The trick is to get the diverse UN agencies to apply their resources to his political mission rather than in template projects that fit their individual organizational mandates. To do this he needs to balance the UN system’s internal power nodes so that there is equal heft between the political side of the house and the development and operational agencies that tend to follow their own situational analyses and guidelines. As the mission is currently designed, the head of the UN Development Agency (UNDP) also serves as Deputy Special Representative of the Secretary-General/Resident Coordinator (DSRSG/RC) and chairs the UN Country Team, the first of multiple and marginally effective coordinating mechanisms. Under the new design, Senior Advisors on military, police, justice and state institutions, and a DSRSG for political affairs would balance out the decision-making structures and re-enforce Ramos Horta’s vision in a close collaboration between his office’s strategic planning and policy making and the implementation of programs and projects.

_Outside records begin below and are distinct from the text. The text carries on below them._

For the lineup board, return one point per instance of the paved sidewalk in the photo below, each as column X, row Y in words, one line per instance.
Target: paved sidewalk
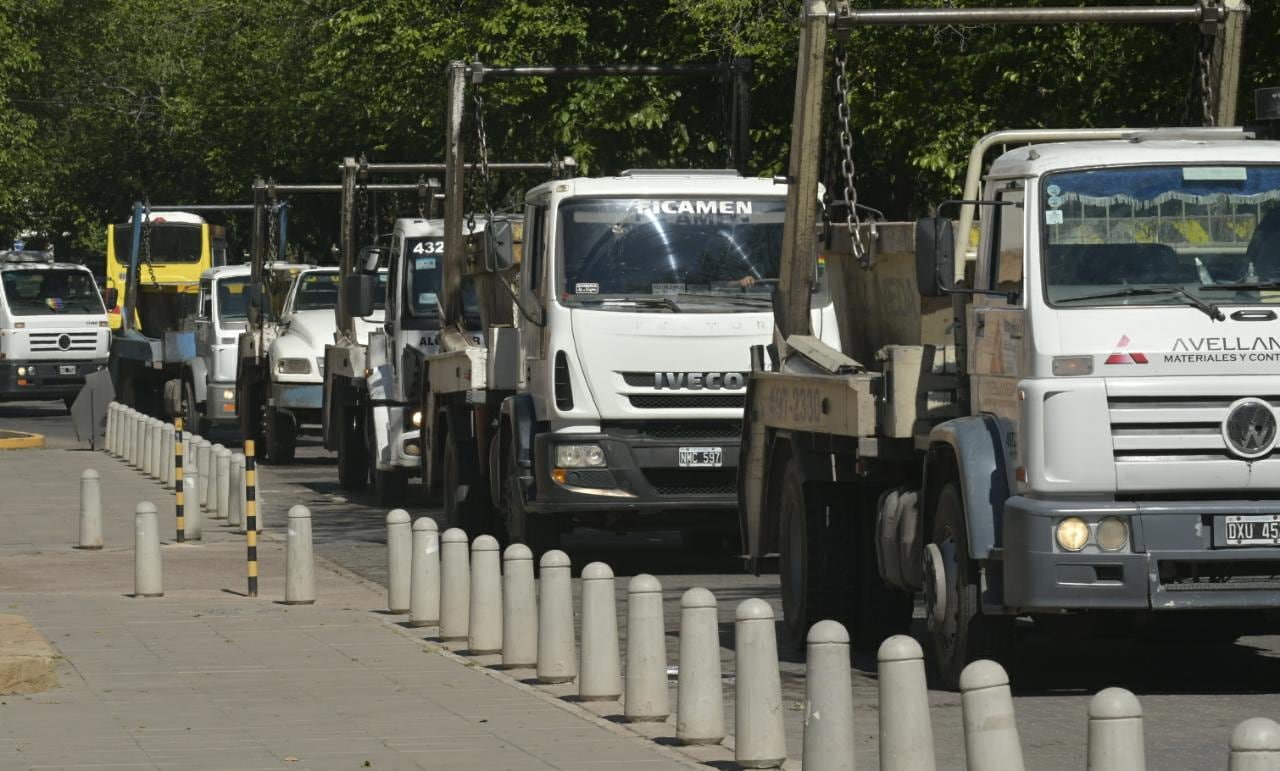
column 205, row 678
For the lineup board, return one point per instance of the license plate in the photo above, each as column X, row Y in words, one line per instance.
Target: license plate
column 702, row 457
column 1252, row 529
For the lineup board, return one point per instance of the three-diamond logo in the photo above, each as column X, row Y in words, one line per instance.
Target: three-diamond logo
column 1124, row 356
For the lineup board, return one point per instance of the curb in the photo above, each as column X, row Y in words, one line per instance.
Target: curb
column 21, row 441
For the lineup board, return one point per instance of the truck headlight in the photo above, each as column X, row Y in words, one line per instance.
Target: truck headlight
column 577, row 456
column 293, row 366
column 1073, row 534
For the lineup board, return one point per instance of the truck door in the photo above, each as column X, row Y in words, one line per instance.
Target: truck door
column 997, row 323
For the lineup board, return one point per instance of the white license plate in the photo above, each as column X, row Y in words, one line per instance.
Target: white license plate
column 1252, row 529
column 702, row 457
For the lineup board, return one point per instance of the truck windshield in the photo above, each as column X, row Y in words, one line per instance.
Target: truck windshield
column 169, row 242
column 46, row 292
column 1208, row 232
column 663, row 247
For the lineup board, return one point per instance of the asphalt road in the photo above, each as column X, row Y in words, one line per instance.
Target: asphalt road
column 1192, row 694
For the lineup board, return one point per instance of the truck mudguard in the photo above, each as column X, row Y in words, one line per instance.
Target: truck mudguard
column 979, row 456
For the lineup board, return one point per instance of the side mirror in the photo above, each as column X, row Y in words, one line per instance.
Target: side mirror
column 359, row 293
column 499, row 245
column 935, row 256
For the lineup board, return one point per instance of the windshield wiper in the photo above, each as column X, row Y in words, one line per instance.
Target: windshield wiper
column 1208, row 309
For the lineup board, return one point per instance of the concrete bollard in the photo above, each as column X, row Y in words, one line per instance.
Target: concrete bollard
column 1115, row 731
column 193, row 520
column 400, row 555
column 236, row 493
column 906, row 730
column 557, row 661
column 91, row 511
column 990, row 726
column 645, row 698
column 300, row 582
column 223, row 465
column 519, row 608
column 147, row 578
column 760, row 740
column 484, row 626
column 1255, row 746
column 699, row 698
column 455, row 585
column 599, row 670
column 204, row 455
column 424, row 585
column 828, row 717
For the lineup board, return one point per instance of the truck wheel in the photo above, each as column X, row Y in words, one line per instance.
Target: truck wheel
column 464, row 502
column 279, row 436
column 814, row 556
column 540, row 533
column 352, row 451
column 952, row 598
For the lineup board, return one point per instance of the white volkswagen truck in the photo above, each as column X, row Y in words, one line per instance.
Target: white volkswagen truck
column 53, row 327
column 616, row 400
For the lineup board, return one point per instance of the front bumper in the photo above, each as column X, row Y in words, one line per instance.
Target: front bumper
column 1175, row 559
column 45, row 379
column 643, row 475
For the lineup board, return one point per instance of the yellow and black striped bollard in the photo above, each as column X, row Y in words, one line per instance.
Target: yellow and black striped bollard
column 251, row 515
column 177, row 480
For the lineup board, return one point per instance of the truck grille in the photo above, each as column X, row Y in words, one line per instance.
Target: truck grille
column 46, row 342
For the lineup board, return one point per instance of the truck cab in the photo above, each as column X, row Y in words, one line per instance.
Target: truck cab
column 53, row 327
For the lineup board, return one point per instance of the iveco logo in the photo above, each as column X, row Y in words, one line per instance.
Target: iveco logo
column 699, row 381
column 1249, row 428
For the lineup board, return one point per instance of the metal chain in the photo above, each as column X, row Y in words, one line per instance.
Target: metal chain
column 846, row 162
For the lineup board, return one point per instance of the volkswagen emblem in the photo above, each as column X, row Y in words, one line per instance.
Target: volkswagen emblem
column 1249, row 428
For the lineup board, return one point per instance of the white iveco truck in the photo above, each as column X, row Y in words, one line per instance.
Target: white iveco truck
column 1080, row 425
column 616, row 398
column 53, row 327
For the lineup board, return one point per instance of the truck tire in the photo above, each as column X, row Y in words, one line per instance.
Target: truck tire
column 959, row 630
column 279, row 436
column 352, row 451
column 464, row 502
column 814, row 555
column 540, row 533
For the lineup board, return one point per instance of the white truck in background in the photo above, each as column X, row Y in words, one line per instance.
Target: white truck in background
column 53, row 328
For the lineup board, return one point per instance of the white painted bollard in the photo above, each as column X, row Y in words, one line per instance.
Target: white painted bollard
column 1256, row 746
column 990, row 726
column 147, row 579
column 236, row 493
column 519, row 608
column 424, row 585
column 599, row 669
column 759, row 737
column 699, row 697
column 300, row 582
column 455, row 584
column 204, row 457
column 91, row 511
column 645, row 698
column 557, row 660
column 400, row 555
column 223, row 462
column 906, row 730
column 192, row 519
column 828, row 717
column 1115, row 731
column 484, row 626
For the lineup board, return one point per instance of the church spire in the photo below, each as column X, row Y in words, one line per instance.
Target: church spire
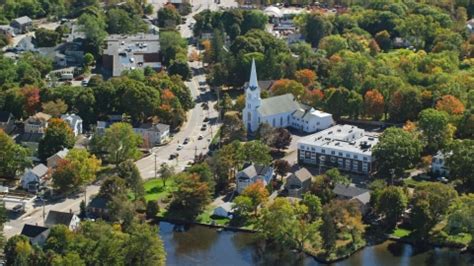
column 253, row 82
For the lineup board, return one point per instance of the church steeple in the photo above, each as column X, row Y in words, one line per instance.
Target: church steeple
column 253, row 82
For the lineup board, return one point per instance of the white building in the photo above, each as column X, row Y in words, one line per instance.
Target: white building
column 438, row 165
column 280, row 111
column 346, row 147
column 74, row 121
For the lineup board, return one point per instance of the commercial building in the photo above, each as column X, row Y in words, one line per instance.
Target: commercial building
column 129, row 52
column 346, row 147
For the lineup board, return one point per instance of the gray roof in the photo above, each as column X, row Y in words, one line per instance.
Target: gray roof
column 55, row 217
column 40, row 170
column 285, row 103
column 349, row 191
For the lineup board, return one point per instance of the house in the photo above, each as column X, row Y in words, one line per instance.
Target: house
column 7, row 121
column 37, row 123
column 346, row 147
column 74, row 121
column 22, row 24
column 280, row 111
column 98, row 207
column 298, row 183
column 68, row 219
column 153, row 134
column 129, row 52
column 438, row 165
column 224, row 210
column 54, row 159
column 36, row 234
column 251, row 174
column 32, row 178
column 352, row 193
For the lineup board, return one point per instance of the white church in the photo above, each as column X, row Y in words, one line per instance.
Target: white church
column 280, row 111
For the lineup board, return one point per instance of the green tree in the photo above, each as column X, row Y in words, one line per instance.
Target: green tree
column 13, row 157
column 396, row 151
column 57, row 136
column 391, row 204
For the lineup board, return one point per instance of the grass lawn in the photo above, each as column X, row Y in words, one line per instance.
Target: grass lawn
column 154, row 189
column 400, row 232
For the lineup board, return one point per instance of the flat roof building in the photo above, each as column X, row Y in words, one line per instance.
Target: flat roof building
column 346, row 147
column 129, row 52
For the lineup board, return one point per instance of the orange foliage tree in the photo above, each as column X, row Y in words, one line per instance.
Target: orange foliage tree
column 450, row 104
column 374, row 104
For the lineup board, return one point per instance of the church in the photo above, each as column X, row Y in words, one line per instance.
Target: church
column 280, row 111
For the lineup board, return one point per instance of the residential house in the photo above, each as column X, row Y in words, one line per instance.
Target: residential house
column 32, row 178
column 346, row 147
column 98, row 207
column 74, row 121
column 54, row 159
column 352, row 193
column 7, row 121
column 153, row 134
column 280, row 111
column 22, row 24
column 298, row 183
column 438, row 165
column 36, row 234
column 224, row 210
column 68, row 219
column 37, row 123
column 129, row 52
column 253, row 173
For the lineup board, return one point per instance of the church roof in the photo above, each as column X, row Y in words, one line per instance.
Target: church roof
column 285, row 103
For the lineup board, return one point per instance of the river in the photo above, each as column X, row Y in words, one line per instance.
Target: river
column 200, row 245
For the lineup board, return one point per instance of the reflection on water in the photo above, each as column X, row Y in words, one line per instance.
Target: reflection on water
column 198, row 245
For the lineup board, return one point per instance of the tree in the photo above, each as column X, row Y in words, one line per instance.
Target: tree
column 166, row 171
column 391, row 204
column 121, row 143
column 374, row 104
column 152, row 209
column 55, row 108
column 460, row 162
column 13, row 157
column 396, row 151
column 450, row 105
column 77, row 169
column 191, row 196
column 282, row 167
column 57, row 136
column 130, row 173
column 437, row 131
column 257, row 194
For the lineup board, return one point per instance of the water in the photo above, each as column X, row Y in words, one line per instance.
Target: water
column 200, row 245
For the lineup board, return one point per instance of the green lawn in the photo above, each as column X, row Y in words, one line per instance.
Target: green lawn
column 154, row 189
column 400, row 232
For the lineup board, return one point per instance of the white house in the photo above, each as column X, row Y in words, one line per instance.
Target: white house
column 33, row 177
column 65, row 218
column 253, row 173
column 37, row 123
column 438, row 165
column 53, row 160
column 153, row 134
column 224, row 210
column 280, row 111
column 346, row 147
column 74, row 121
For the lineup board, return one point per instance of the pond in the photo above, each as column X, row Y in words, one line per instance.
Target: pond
column 199, row 245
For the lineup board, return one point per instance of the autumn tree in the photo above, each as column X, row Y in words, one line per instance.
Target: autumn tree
column 374, row 104
column 58, row 136
column 450, row 105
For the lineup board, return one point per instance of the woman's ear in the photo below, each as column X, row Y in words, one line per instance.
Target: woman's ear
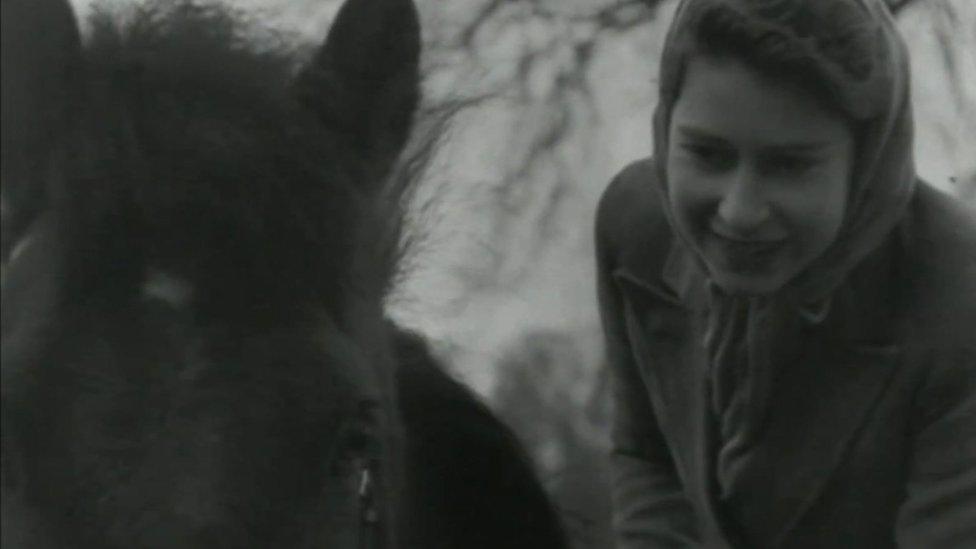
column 363, row 83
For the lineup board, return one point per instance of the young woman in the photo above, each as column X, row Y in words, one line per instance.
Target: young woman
column 790, row 314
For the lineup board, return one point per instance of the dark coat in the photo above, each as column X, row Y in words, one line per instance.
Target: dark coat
column 871, row 436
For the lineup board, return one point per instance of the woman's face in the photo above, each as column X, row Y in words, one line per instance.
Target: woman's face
column 758, row 173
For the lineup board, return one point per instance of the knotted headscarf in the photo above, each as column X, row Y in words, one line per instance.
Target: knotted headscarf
column 860, row 60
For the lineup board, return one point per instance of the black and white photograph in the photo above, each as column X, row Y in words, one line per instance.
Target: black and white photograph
column 488, row 274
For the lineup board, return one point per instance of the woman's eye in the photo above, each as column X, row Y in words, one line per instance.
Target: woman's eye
column 710, row 156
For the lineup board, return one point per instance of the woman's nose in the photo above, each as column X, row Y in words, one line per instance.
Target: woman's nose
column 743, row 209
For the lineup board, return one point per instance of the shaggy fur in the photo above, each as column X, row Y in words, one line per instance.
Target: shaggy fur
column 194, row 350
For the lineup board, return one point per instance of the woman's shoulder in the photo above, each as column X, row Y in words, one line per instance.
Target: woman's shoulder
column 631, row 224
column 939, row 266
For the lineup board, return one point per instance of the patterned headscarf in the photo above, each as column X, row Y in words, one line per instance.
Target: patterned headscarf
column 859, row 58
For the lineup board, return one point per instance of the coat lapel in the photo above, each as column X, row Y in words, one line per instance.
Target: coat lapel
column 818, row 404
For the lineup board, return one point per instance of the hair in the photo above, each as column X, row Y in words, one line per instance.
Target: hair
column 820, row 47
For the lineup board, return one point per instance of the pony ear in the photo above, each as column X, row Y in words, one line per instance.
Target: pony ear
column 364, row 81
column 41, row 59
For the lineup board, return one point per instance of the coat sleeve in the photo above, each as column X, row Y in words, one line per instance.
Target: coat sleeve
column 939, row 511
column 650, row 508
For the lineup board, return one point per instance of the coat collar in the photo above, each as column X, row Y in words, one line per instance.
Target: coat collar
column 818, row 404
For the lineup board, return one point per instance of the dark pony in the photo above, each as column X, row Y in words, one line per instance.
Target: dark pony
column 198, row 234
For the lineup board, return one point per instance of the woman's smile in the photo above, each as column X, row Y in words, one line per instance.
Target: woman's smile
column 758, row 174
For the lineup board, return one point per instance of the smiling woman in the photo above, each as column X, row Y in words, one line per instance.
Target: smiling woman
column 787, row 308
column 759, row 173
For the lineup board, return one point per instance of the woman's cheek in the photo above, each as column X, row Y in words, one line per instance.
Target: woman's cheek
column 692, row 197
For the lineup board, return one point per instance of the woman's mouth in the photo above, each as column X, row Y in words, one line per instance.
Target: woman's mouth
column 747, row 254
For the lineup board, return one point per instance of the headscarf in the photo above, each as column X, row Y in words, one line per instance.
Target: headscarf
column 860, row 59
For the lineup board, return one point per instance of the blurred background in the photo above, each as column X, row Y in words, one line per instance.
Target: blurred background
column 559, row 95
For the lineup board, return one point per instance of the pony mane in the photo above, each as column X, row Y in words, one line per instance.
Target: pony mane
column 192, row 152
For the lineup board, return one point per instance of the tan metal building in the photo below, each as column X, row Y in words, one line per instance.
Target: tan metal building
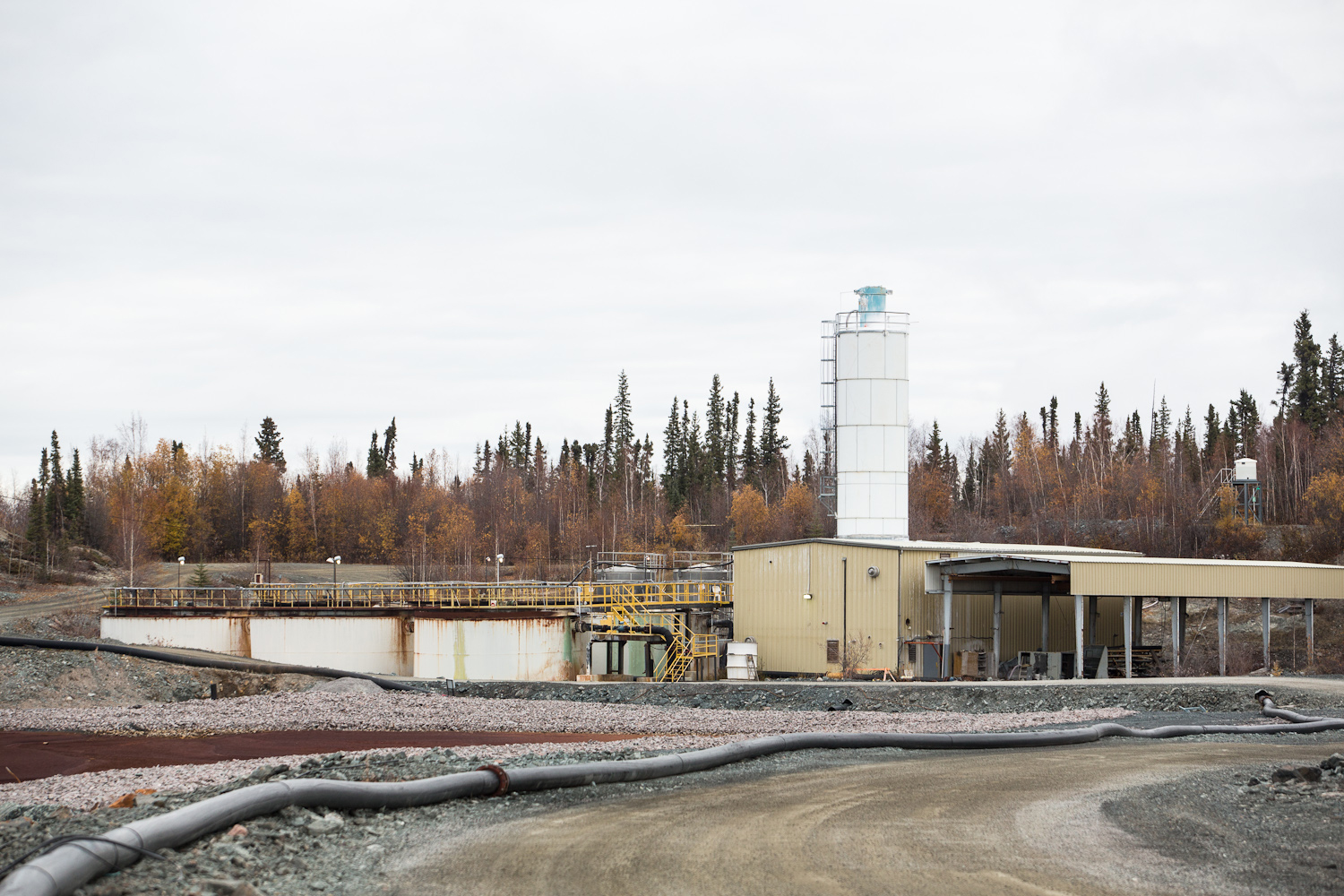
column 816, row 605
column 809, row 603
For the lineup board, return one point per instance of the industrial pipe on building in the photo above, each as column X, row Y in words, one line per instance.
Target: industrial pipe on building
column 69, row 866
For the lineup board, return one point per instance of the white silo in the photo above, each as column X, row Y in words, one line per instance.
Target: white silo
column 870, row 392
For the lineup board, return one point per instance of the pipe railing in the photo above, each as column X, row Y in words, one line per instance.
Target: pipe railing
column 441, row 595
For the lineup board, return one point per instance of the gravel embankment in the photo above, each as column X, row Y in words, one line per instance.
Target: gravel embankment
column 403, row 711
column 77, row 678
column 1261, row 823
column 97, row 788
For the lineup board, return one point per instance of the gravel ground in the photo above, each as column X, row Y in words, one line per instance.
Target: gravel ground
column 1140, row 694
column 78, row 680
column 406, row 711
column 1288, row 836
column 358, row 853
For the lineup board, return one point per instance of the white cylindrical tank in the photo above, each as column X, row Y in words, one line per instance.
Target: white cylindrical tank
column 873, row 419
column 742, row 661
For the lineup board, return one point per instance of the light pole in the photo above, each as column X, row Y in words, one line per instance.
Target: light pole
column 335, row 563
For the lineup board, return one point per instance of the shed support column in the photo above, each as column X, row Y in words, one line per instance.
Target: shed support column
column 1185, row 616
column 946, row 626
column 1175, row 611
column 1129, row 637
column 1045, row 618
column 1222, row 635
column 999, row 625
column 1309, row 616
column 1265, row 629
column 1078, row 635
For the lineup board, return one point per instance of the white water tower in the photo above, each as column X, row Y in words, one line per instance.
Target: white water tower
column 866, row 416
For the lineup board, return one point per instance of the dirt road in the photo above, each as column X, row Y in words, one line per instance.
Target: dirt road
column 88, row 599
column 978, row 823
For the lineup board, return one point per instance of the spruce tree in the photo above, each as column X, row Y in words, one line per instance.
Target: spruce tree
column 390, row 447
column 1212, row 432
column 672, row 457
column 75, row 498
column 375, row 466
column 56, row 493
column 201, row 578
column 1101, row 421
column 714, row 443
column 1306, row 387
column 731, row 435
column 933, row 447
column 773, row 444
column 750, row 460
column 37, row 533
column 268, row 445
column 624, row 429
column 1332, row 378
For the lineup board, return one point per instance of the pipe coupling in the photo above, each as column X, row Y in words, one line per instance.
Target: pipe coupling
column 499, row 772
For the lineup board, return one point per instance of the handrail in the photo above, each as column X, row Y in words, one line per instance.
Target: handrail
column 430, row 595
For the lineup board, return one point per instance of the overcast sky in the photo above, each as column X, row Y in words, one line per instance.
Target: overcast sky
column 470, row 214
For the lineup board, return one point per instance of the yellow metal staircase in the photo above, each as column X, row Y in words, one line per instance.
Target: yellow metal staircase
column 687, row 646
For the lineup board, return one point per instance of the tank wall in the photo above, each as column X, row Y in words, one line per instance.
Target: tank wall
column 373, row 645
column 220, row 634
column 495, row 649
column 873, row 422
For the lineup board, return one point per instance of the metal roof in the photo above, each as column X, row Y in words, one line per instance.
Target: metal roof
column 978, row 547
column 1155, row 576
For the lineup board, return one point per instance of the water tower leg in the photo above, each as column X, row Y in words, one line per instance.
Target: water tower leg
column 1222, row 635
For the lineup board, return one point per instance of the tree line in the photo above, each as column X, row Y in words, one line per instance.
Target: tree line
column 1112, row 482
column 545, row 508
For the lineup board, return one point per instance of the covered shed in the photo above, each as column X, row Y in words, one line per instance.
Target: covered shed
column 1112, row 583
column 822, row 605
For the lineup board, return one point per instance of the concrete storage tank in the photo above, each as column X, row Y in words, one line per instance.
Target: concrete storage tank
column 871, row 418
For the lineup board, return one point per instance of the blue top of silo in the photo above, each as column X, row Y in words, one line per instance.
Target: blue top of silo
column 873, row 298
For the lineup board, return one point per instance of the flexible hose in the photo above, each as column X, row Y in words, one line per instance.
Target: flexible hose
column 266, row 668
column 65, row 868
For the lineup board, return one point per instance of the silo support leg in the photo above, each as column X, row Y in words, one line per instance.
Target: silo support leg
column 1265, row 629
column 1078, row 635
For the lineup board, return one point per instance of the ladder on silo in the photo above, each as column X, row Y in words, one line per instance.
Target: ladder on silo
column 827, row 462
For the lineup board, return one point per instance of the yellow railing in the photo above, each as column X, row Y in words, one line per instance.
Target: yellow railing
column 636, row 613
column 531, row 595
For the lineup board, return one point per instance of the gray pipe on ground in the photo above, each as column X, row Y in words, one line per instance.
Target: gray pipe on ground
column 66, row 868
column 202, row 662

Everyone understands that elections are only the beginning. A UN technical team with experience in conducting elections can, along with international observers, ensure that an election can occur largely free of abuse and intimidation. Political elites and the military can agree to honor the results and create a government of national unity in which political parties elected to parliament can have a share of the jobs in the ministries rather than continuing with the winner-take-all patronage system that now substitutes for a functioning state. The UN can marshal the expertise to help build the capacity of state institutions to manage budgets and deliver essential services, eventually assuming the responsibilities now being met in half measures by humanitarian agencies. The World Bank and the IMF can help to re-establish the financial and monetary underpinnings of an economy with growth potential, one that offers opportunities to small farmers and entrepreneurs and creates jobs that provide a living wage. The UN can increase its support of civil society institutions, helping to strengthen the leadership and memberships of women’s and youth groups, human rights and advocates’ organizations and cultural institutions, helping to build an informed and active citizenry that can exact accountability from its government.
That’s the plan, and the hope. Can it be done? Yes! Guinea-Bissau’s 1.6 million inhabitants can be helped to have the life and government they deserve. But it will take a UN willing to change the way it does business, international donors willing to loosen their purse strings, Bissau Guinean elites ready to believe that their best interests lay with the fortunes of a “normal” state, a Bissau Guinean people prepared to demand their rights and exercise their responsibilities as citizens, and the patience and fortitude Ramos Horta, his colleagues in the Timorese resistance and the Timorese people have demonstrated in their 30-year quest for Timorese statehood.